Les démocraties sont essentielles dans la vie d'une nation. Cependant, les nôtres en Afrique et au Mali, demeurent des refuges pour la majorité d'élus de se servir en avantages financiers à travers leurs fonctions officielles et se pérenniser au pouvoir. Il est utile de les rappeler que lorsqu’on travaille en équipe, il faut impérativement que les choix judicieux pour l'avenir du pays, soient dictés par les compétences des personnes qui gouvernent et non par des raisons uniquement amicales au détriment des populations pour lesquelles ils sont censés travailler.

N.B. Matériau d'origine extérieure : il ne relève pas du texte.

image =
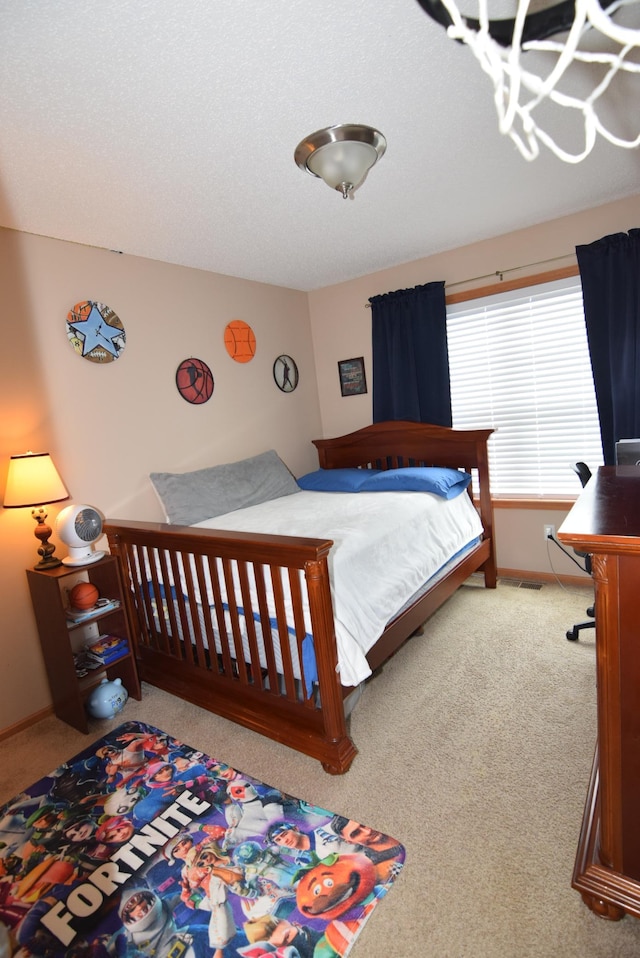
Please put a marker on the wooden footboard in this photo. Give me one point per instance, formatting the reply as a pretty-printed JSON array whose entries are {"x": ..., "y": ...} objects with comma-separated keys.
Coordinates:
[
  {"x": 223, "y": 659},
  {"x": 236, "y": 653}
]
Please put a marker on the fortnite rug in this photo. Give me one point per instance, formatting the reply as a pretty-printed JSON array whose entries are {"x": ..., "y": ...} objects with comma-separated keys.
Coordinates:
[{"x": 141, "y": 845}]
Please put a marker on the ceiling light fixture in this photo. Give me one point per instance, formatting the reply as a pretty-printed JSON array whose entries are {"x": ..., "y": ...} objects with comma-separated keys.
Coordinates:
[{"x": 341, "y": 155}]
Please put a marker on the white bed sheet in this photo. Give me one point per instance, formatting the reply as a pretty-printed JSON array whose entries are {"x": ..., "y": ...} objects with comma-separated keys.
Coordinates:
[{"x": 386, "y": 545}]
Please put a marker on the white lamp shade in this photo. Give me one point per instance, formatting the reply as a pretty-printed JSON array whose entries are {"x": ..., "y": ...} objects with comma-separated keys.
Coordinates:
[
  {"x": 346, "y": 162},
  {"x": 33, "y": 480}
]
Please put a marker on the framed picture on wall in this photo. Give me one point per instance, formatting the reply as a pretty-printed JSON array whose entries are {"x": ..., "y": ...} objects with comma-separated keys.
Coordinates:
[{"x": 353, "y": 381}]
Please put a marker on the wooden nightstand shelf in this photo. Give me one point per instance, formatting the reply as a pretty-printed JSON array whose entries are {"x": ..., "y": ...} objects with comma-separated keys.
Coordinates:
[{"x": 59, "y": 637}]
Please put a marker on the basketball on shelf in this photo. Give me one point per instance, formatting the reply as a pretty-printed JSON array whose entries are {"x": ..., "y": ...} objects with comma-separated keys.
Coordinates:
[
  {"x": 240, "y": 341},
  {"x": 83, "y": 596}
]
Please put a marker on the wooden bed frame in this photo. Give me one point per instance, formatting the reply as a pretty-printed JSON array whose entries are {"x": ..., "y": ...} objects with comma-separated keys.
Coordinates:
[{"x": 234, "y": 684}]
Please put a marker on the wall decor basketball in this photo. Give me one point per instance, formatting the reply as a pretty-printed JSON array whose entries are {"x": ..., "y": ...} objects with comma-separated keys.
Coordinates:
[
  {"x": 240, "y": 341},
  {"x": 194, "y": 380},
  {"x": 95, "y": 332}
]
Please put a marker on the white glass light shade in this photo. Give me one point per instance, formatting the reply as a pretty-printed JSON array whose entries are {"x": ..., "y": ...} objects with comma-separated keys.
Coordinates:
[
  {"x": 338, "y": 163},
  {"x": 33, "y": 480},
  {"x": 341, "y": 155}
]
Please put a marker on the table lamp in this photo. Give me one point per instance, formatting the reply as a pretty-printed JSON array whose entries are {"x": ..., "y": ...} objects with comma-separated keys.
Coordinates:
[{"x": 33, "y": 480}]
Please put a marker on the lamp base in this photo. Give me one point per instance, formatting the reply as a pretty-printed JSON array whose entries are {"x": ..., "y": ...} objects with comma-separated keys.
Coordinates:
[
  {"x": 49, "y": 563},
  {"x": 42, "y": 532}
]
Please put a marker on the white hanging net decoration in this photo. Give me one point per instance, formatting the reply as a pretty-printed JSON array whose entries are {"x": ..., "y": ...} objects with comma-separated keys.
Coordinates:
[{"x": 578, "y": 72}]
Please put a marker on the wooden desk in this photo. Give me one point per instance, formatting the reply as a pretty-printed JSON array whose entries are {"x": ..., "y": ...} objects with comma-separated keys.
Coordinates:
[{"x": 605, "y": 522}]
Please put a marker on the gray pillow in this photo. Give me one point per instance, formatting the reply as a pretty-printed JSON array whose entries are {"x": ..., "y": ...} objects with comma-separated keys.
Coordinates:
[{"x": 194, "y": 496}]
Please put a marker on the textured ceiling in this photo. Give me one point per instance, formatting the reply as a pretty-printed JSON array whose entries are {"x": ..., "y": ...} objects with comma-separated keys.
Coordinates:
[{"x": 167, "y": 130}]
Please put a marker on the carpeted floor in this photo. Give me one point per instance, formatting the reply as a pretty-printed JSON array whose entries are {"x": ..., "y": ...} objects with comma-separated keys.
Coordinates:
[{"x": 475, "y": 747}]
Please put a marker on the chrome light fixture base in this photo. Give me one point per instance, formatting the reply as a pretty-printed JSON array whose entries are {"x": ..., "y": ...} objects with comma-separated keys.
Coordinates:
[{"x": 341, "y": 155}]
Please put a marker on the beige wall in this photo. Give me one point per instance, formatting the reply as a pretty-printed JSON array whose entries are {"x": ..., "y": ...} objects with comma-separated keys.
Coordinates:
[
  {"x": 341, "y": 329},
  {"x": 108, "y": 426}
]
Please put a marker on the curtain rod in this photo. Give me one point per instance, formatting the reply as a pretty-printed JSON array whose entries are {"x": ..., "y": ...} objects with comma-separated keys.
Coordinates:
[{"x": 500, "y": 273}]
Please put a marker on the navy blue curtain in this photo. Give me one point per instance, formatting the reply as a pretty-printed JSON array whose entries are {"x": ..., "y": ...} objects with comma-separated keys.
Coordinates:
[
  {"x": 610, "y": 275},
  {"x": 410, "y": 356}
]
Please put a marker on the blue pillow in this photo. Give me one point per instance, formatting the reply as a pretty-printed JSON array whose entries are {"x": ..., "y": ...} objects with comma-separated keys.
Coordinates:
[
  {"x": 447, "y": 483},
  {"x": 336, "y": 480}
]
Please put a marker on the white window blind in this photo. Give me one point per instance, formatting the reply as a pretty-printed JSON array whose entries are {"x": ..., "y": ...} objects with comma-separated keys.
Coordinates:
[{"x": 519, "y": 362}]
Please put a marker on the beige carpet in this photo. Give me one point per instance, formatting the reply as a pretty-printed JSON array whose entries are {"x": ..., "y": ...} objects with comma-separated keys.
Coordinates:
[{"x": 475, "y": 746}]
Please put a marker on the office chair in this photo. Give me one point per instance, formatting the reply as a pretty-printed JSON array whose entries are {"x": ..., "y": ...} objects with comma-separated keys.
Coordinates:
[{"x": 584, "y": 474}]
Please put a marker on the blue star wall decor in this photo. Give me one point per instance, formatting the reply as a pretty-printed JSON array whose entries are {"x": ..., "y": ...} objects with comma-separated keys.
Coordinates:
[{"x": 95, "y": 332}]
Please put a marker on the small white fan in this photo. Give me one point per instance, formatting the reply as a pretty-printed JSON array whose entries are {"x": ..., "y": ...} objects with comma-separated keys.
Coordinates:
[{"x": 79, "y": 527}]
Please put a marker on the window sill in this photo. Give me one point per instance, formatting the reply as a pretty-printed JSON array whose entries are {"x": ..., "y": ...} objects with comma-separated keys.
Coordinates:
[{"x": 536, "y": 502}]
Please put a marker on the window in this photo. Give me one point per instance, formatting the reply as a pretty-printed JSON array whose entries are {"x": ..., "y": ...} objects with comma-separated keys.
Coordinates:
[{"x": 519, "y": 362}]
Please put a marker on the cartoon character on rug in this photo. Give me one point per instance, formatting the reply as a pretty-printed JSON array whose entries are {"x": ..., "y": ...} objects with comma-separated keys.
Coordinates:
[
  {"x": 340, "y": 887},
  {"x": 149, "y": 929},
  {"x": 250, "y": 813},
  {"x": 207, "y": 872},
  {"x": 275, "y": 935}
]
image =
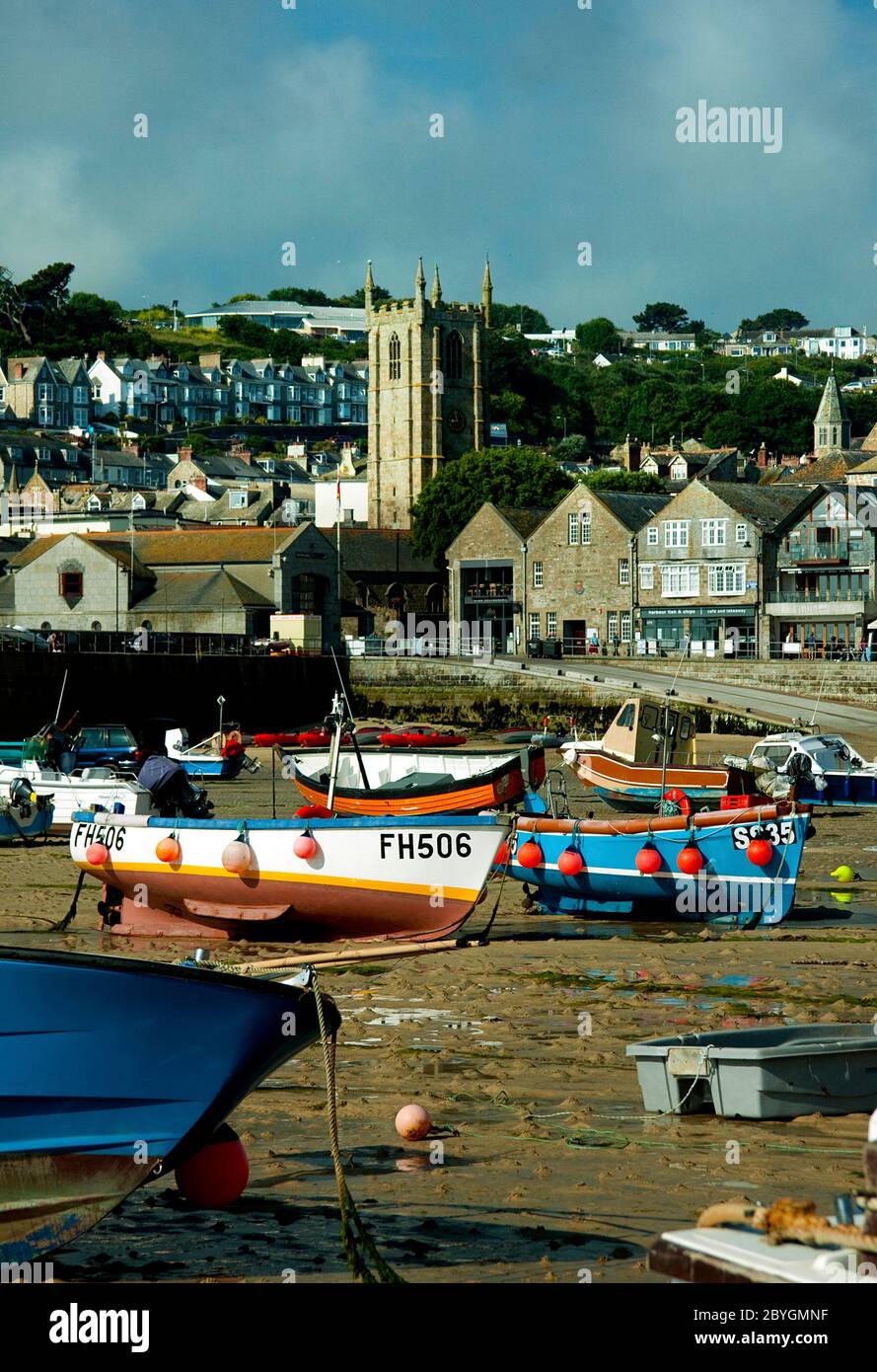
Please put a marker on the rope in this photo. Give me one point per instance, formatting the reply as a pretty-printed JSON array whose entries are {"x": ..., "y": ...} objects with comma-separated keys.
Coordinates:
[{"x": 359, "y": 1248}]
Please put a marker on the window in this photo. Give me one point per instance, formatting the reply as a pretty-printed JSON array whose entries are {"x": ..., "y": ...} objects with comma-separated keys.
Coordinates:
[
  {"x": 680, "y": 579},
  {"x": 726, "y": 579},
  {"x": 70, "y": 583},
  {"x": 454, "y": 357},
  {"x": 713, "y": 533},
  {"x": 395, "y": 358}
]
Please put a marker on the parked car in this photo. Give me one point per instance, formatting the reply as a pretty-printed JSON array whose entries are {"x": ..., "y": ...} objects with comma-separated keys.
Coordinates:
[{"x": 106, "y": 745}]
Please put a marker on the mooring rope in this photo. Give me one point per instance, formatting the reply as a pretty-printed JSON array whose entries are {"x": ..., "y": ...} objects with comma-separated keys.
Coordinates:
[{"x": 359, "y": 1248}]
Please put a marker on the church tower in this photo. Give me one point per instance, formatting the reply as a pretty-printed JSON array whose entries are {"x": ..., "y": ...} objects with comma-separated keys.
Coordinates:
[
  {"x": 426, "y": 391},
  {"x": 831, "y": 426}
]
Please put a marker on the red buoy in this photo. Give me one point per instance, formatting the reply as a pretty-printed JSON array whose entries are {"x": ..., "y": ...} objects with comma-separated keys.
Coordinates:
[
  {"x": 217, "y": 1174},
  {"x": 529, "y": 855},
  {"x": 760, "y": 852},
  {"x": 570, "y": 862},
  {"x": 305, "y": 845},
  {"x": 690, "y": 861},
  {"x": 648, "y": 859}
]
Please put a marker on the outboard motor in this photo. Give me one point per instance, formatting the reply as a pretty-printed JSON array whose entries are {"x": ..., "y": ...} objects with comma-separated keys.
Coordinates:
[{"x": 173, "y": 791}]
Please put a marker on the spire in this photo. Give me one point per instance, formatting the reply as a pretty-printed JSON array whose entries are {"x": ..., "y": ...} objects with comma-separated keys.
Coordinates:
[
  {"x": 831, "y": 426},
  {"x": 486, "y": 292},
  {"x": 369, "y": 285}
]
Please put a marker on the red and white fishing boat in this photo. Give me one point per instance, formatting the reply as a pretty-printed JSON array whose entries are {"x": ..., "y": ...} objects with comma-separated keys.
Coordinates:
[{"x": 288, "y": 878}]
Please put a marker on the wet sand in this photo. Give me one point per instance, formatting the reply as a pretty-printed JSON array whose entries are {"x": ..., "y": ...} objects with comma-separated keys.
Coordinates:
[{"x": 553, "y": 1172}]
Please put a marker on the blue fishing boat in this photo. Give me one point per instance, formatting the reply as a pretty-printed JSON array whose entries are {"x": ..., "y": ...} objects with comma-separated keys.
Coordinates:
[
  {"x": 113, "y": 1069},
  {"x": 731, "y": 868},
  {"x": 24, "y": 813}
]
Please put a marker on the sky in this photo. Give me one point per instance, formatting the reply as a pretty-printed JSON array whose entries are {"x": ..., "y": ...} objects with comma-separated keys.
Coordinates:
[{"x": 313, "y": 126}]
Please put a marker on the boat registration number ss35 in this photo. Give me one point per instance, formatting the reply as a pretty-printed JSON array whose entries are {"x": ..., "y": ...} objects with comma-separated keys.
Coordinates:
[
  {"x": 425, "y": 845},
  {"x": 775, "y": 832},
  {"x": 110, "y": 834}
]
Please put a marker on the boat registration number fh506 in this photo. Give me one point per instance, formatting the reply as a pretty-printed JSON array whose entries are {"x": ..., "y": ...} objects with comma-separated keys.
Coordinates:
[
  {"x": 425, "y": 845},
  {"x": 775, "y": 832}
]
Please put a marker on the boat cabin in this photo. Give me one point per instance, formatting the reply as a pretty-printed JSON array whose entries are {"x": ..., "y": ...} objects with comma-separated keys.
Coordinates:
[
  {"x": 636, "y": 734},
  {"x": 827, "y": 752}
]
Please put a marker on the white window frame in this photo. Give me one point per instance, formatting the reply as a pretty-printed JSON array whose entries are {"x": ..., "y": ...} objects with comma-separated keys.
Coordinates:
[
  {"x": 719, "y": 573},
  {"x": 680, "y": 580},
  {"x": 714, "y": 533}
]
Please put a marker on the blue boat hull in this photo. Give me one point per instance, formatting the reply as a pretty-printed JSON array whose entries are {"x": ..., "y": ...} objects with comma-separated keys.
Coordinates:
[
  {"x": 111, "y": 1069},
  {"x": 729, "y": 889}
]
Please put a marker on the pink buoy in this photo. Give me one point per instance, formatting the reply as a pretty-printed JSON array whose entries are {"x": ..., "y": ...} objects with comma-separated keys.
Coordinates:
[
  {"x": 236, "y": 857},
  {"x": 529, "y": 855},
  {"x": 570, "y": 862},
  {"x": 412, "y": 1122},
  {"x": 305, "y": 845}
]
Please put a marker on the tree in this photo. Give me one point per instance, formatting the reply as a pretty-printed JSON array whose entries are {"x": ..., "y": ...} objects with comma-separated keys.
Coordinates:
[
  {"x": 521, "y": 477},
  {"x": 511, "y": 316},
  {"x": 780, "y": 320},
  {"x": 606, "y": 481},
  {"x": 596, "y": 335},
  {"x": 662, "y": 317}
]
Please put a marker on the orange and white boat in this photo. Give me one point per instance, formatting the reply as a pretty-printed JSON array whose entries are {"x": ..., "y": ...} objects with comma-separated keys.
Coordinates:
[{"x": 418, "y": 784}]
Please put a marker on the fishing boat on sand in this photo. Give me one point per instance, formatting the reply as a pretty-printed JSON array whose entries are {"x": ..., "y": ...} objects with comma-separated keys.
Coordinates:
[
  {"x": 647, "y": 752},
  {"x": 24, "y": 815},
  {"x": 418, "y": 784},
  {"x": 116, "y": 1070},
  {"x": 347, "y": 877},
  {"x": 735, "y": 868}
]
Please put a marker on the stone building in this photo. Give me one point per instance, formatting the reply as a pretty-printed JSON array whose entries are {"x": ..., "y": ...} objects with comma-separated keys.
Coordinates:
[{"x": 426, "y": 391}]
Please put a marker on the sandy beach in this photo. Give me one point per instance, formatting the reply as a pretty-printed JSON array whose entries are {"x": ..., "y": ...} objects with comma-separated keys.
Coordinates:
[{"x": 552, "y": 1171}]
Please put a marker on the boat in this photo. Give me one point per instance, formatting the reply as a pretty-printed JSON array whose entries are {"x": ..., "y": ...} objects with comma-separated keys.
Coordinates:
[
  {"x": 116, "y": 1070},
  {"x": 814, "y": 769},
  {"x": 418, "y": 784},
  {"x": 419, "y": 735},
  {"x": 348, "y": 877},
  {"x": 735, "y": 868},
  {"x": 94, "y": 788},
  {"x": 24, "y": 813},
  {"x": 647, "y": 756},
  {"x": 221, "y": 756}
]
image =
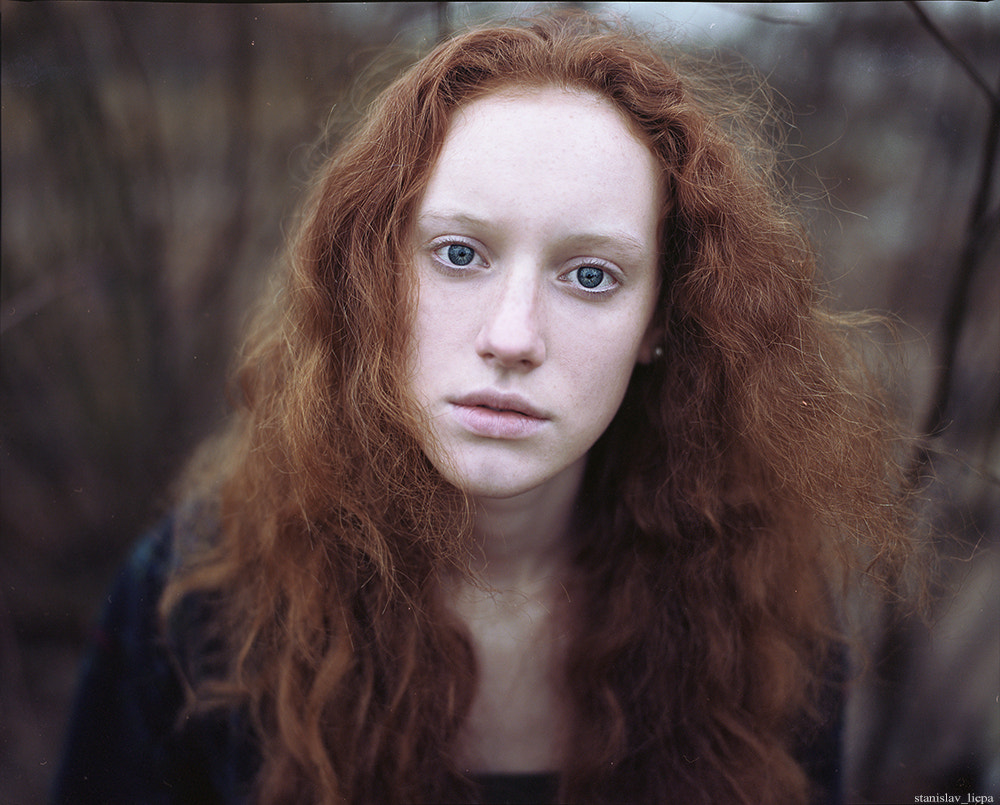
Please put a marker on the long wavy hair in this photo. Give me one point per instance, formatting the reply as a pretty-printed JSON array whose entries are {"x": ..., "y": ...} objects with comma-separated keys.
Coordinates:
[{"x": 746, "y": 475}]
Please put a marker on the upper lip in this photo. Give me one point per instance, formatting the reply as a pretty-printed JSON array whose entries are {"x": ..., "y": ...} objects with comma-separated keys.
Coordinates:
[{"x": 500, "y": 401}]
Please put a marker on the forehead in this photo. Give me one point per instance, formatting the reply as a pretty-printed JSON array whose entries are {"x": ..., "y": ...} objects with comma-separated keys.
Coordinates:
[{"x": 549, "y": 152}]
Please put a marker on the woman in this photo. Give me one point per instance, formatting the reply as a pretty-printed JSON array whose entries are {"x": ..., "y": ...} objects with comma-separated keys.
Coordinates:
[{"x": 548, "y": 469}]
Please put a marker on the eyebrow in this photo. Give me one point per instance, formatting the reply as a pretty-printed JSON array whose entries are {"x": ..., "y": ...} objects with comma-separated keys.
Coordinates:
[{"x": 620, "y": 241}]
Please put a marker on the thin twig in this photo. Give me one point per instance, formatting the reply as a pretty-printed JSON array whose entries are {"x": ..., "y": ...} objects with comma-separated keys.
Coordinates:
[{"x": 956, "y": 54}]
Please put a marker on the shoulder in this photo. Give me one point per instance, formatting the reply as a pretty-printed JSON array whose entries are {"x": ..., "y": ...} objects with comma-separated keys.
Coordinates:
[{"x": 129, "y": 739}]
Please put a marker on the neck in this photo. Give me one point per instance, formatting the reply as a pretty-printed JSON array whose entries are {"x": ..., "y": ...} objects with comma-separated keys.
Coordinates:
[{"x": 526, "y": 540}]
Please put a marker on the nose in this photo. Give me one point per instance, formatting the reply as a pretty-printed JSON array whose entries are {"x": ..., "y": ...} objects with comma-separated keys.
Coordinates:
[{"x": 511, "y": 336}]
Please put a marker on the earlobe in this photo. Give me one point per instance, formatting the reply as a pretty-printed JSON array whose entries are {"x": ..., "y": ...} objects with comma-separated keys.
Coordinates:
[{"x": 651, "y": 348}]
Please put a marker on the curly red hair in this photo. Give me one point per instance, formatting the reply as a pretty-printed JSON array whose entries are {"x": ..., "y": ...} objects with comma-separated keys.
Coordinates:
[{"x": 742, "y": 476}]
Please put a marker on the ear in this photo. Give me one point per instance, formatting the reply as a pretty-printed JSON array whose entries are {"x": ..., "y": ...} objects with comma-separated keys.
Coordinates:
[{"x": 651, "y": 339}]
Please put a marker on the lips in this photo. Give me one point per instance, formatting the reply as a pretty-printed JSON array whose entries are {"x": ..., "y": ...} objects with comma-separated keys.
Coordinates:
[{"x": 498, "y": 415}]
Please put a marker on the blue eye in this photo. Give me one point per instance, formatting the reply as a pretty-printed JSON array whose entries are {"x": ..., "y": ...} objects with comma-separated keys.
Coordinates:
[
  {"x": 460, "y": 255},
  {"x": 590, "y": 276}
]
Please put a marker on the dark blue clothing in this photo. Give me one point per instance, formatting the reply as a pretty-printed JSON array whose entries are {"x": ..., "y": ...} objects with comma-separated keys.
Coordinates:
[{"x": 127, "y": 742}]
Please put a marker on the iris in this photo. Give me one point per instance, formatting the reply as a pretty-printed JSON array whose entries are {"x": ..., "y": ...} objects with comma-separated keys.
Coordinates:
[
  {"x": 460, "y": 254},
  {"x": 590, "y": 277}
]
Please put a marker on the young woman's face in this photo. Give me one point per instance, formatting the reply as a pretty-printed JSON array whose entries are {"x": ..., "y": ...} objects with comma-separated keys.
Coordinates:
[{"x": 535, "y": 254}]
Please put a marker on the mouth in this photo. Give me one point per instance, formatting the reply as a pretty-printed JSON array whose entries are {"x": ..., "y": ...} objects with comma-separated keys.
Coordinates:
[
  {"x": 501, "y": 404},
  {"x": 495, "y": 415}
]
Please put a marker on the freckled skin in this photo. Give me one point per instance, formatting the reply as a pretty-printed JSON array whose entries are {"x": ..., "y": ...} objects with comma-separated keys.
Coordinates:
[
  {"x": 537, "y": 183},
  {"x": 536, "y": 263}
]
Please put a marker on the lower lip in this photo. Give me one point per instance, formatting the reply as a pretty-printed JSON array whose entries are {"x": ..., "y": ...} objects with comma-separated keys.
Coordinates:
[{"x": 497, "y": 424}]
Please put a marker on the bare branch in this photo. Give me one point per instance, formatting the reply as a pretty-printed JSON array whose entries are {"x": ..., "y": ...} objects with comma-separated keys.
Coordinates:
[{"x": 956, "y": 54}]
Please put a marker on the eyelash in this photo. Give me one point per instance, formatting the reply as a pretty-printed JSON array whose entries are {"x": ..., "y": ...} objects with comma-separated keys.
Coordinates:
[{"x": 455, "y": 270}]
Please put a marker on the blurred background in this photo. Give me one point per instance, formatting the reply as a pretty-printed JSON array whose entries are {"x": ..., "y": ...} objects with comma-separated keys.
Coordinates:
[{"x": 153, "y": 154}]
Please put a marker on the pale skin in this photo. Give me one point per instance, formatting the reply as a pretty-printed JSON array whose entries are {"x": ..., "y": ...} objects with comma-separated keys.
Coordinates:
[{"x": 535, "y": 249}]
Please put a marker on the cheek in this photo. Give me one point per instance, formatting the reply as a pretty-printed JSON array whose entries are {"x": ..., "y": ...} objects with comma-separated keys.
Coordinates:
[{"x": 600, "y": 375}]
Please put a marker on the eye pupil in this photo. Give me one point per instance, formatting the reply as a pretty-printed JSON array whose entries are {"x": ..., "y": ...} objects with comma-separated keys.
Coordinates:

MALIBA

D
Diawara. il y a 4 ans

ON VEUT TOUJOURS PLUS POYR DES GENS QUI SONT PRATIQUEMENT PAYER À NE RIEN'FOUTRE NORMALEMENT CES FONCTIONS NE DEVRAIENT PAS EXISTER CAR NOUS AVONS D'AUTRES INSTITUTIONS QUI SONT BIEN PLACÉS POUR FAIRE CE TRAVAIL. CERTAINS AU MALI VEULENT TOUJOURS PLUS TOUJOURS DE L'ARGENT POUR DES FONCTIONS INUTILES SACHEZ QUE MAINTENANT CE QUI EST PRIORITAIRE AU MALI AUJOURD'HUI AVEC L'ARRIVÉE DU PRÉSIDENT PATRIOTE HASSIMI GOITA C'EST LE FAIT DE CREUSER DES PUITS POUR LES PAYSANS ET TOUS CEUX QUI SONT DANS LE BESOIN. LES DÉSHÉRITÉS ET AUTRES PAUVRES MALIENS QUI ONT DES PROBLÈMES À SURVIVRE. VOILÀ CEUX À QUOI LE PRÉSIDENT HASSIMI GOITA S'EST ATTAQUÉ MAIS PAS DANS L'ENTRETIEN DES FONCTIONNAIRES QUI SONT EN CRAVATES OÙ BOUBOU BAZIN DANS DES 4X4 CLIMATISÉS NON NON ET NON. LE PRÉSIDENT HASSIMI GOITA À D'AUTRES PRIORITÉS VIRALES POUR AMÉLIORER LES CONDITIONS DE VIES DES PLUS PAUVRES. CECI ÉTANT PARLONS-EN CE QUI CONCERNE CETTE SOIT DISANT DÉMOCRATIE MOT INVENTÉ PAR LES OCCODENTAUX PRÉDATEURS IMPÉRIALISTES POUR UNIQUEMENT DÉSTABILISER LE TIERS-MONDE. SI L'ON REGARDE BIEN LA DÉMOCRATIE CONSISTE CHEZ EUX À SEULEMENT L'IMPOSER AUX AUTRES MAIS PAS EUX QUI LA FAÇONNENT EN FONCTION DE LEURS BESOINS ALORS QUI EST CON DANS L'AFFAIRE. LORSQUE LES FRANÇAIS VONT ASSASSINER DES PRÉSIDENTS AFRICAINS CHEZ EUX PARCEQUE CES DERNIERS REFUSENT DE FAIRE CE QUE VEUT LA FRANCE ALORS C'EST DÉMOCRATIQUE. ENTRE NOUS VOUS SAVEZ NOUS AUTRES PATRIOTES PANAFRICAINS LEUR DÉMOCRATIE NOUS PISSONS DESSUS PARCEQUE L'AFRIQUE EST DÉMOCRATE DEPUIS DES MILLÉNAIRES ALORS ARRÊTER DE TOUJOURS UTILISER LEURS BALIVERNES NOUS AUTRES PATRIOTES PANAFRICAINS PENSONS AFRIQUE ET ÉMERGENCE POINT BARRE.